Is it okay to trick people when it helps a great cause?
That’s what people are debating after the nonprofit Wine to Water, global PR agency MSLGROUP, and two wine industry experts pulled off a hoax that hundreds of news sites––including ABC News and Time Magazine––covered as real news.
It all began as an effort to promote a great cause: Wine to Water, which was founded by Doc Hendley, a former bartender turned do-gooder. MSLGROUP adopted Wine to Water after MSL honcho Scott Beaudoin saw the charity profiled on CNN Heroes. Doc and Scott agreed that Wine To Water needed to do something dramatic to cut through the clutter and get people’s attention.
With the help of Napa Valley wine experts Philip James and Kevin Boyer, they developed and launched the Miracle Machine, which claimed to turn water into wine in three days. Take a minute to watch the video.
That’s what one reporter thought when she learned of it from a former co-worker of Philip James. On March 1st, Business Insider ran this story: Lot18 Founder [James] Has Invented a Tiny Home Device that Turns Water into Wine in 3 Days.
That’s all it took!
The mainstream press picked up the story and the Miracle Machine appeared in at least 600 publications, and it was read over 500 million times! A Kickstarter board for the machine generated 7,000 requests for more information on the product.
But underneath all the allure and fascination with this revolutionary product was a good secret. The Miracle Machine was a fake. On March 12, nearly two weeks after Business Insider ran its story – the hoaxters came clean. In a video they explained that the true miracle is not turning water into wine, but wine to water. That’s the work of Doc Hendley’s organization Wine To Water.
For the cost of a bottle of fine wine, you can provide clean drinking water to a family for five years! That really is a miracle.
Organizers say it’s too soon to know how much money has been raised since they announced the real miracle. They’re also reaching out to people that expressed interest in the Miracle Machine to see if that interest now extends to Wine to Water. They also plan to auction off the “Miracle Machine” with all proceeds going to Wine to Water.
What do you think about the Miracle Machine hoax? Do you feel duped? Or do you see it as a harmless marketing effort that brought attention to a truly deserving cause.

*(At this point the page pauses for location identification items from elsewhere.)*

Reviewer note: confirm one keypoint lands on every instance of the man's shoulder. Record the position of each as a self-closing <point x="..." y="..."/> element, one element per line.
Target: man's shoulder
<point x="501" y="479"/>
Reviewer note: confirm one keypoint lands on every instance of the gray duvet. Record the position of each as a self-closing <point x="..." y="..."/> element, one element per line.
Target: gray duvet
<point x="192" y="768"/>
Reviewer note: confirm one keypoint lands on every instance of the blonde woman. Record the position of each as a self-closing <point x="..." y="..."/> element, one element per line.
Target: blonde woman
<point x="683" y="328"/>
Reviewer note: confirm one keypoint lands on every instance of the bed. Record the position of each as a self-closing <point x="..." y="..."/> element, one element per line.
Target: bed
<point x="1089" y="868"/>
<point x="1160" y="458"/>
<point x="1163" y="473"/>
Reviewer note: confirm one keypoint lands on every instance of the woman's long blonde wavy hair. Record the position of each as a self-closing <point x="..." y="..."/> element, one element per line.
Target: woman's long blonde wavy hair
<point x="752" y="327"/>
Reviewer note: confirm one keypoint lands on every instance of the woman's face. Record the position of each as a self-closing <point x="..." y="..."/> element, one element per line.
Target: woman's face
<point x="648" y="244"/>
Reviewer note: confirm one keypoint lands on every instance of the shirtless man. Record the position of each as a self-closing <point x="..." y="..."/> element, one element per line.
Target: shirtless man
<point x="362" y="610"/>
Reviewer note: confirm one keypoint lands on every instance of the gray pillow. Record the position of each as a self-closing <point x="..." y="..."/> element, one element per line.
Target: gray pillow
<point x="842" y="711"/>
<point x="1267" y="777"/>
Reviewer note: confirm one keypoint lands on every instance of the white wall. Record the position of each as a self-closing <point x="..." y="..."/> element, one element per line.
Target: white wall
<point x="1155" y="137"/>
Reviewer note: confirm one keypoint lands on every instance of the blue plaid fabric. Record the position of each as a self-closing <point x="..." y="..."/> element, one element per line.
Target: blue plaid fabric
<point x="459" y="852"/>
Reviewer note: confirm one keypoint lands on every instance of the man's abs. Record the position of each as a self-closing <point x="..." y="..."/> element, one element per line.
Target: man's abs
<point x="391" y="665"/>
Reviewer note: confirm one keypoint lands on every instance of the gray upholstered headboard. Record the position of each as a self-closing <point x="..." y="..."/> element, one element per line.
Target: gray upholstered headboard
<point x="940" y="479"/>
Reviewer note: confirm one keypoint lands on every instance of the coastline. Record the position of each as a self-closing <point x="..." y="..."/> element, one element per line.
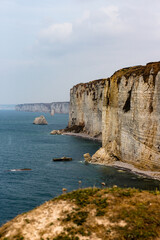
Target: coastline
<point x="82" y="135"/>
<point x="131" y="168"/>
<point x="118" y="164"/>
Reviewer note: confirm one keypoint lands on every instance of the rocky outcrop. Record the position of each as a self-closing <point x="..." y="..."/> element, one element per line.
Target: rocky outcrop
<point x="131" y="117"/>
<point x="40" y="121"/>
<point x="86" y="107"/>
<point x="126" y="108"/>
<point x="55" y="107"/>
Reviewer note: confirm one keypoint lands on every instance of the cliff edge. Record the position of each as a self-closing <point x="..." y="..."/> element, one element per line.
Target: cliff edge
<point x="125" y="108"/>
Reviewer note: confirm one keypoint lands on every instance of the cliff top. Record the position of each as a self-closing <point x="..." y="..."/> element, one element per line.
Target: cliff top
<point x="109" y="213"/>
<point x="94" y="82"/>
<point x="150" y="68"/>
<point x="140" y="70"/>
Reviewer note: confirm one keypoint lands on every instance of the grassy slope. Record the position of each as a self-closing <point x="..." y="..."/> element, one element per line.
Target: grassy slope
<point x="90" y="214"/>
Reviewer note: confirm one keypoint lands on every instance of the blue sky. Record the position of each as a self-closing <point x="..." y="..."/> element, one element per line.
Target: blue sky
<point x="47" y="46"/>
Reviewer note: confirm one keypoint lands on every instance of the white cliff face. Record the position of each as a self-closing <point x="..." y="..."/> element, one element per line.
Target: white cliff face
<point x="40" y="121"/>
<point x="131" y="118"/>
<point x="56" y="107"/>
<point x="126" y="109"/>
<point x="86" y="107"/>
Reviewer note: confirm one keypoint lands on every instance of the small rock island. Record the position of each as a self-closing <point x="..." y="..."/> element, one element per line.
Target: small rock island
<point x="40" y="120"/>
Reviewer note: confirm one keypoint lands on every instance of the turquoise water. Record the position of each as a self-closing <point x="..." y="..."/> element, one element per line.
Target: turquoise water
<point x="25" y="145"/>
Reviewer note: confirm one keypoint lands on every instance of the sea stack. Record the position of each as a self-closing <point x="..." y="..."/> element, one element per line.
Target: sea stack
<point x="40" y="120"/>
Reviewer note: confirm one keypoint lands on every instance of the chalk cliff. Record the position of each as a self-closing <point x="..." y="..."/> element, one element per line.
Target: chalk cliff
<point x="56" y="107"/>
<point x="86" y="107"/>
<point x="130" y="115"/>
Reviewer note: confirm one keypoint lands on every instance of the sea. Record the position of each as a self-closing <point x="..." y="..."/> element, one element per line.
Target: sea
<point x="25" y="145"/>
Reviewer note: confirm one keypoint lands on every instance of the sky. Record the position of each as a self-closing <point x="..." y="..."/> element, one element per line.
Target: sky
<point x="48" y="46"/>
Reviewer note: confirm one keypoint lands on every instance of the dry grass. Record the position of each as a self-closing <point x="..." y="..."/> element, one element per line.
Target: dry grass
<point x="90" y="214"/>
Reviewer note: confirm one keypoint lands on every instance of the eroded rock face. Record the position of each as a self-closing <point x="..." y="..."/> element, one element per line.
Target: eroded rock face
<point x="126" y="109"/>
<point x="40" y="121"/>
<point x="86" y="107"/>
<point x="131" y="117"/>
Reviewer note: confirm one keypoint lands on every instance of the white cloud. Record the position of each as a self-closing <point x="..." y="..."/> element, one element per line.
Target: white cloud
<point x="56" y="33"/>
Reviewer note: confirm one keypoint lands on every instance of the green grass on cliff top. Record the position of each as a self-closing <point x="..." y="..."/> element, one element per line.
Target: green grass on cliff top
<point x="109" y="213"/>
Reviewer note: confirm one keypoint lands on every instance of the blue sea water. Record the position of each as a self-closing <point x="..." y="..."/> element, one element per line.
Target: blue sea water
<point x="25" y="145"/>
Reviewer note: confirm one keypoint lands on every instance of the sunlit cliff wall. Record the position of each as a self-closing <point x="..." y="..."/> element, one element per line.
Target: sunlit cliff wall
<point x="86" y="106"/>
<point x="131" y="117"/>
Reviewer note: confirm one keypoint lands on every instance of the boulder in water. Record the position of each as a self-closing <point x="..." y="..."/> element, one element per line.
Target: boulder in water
<point x="40" y="120"/>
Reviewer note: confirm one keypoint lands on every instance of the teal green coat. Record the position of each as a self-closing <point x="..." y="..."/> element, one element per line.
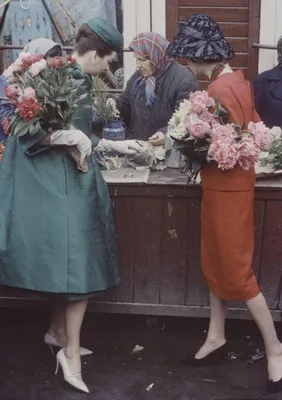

Here’s what I think. If you had asked me before the Miracle Machine to name a clean water organization I’d say Charity: Water. Now I can name another, Wine to Water. I don’t feel duped; I feel enlightened. I don’t believe anyone was hurt by the hoax––except maybe the Business Insider reporter who was the unfortunate patsy.
Every day people call, write, and tweet me about nonprofits I’ve never heard of, and have no good reason to remember. But I won’t forget Wine to Water––and I would even support them. The Miracle Machine worked.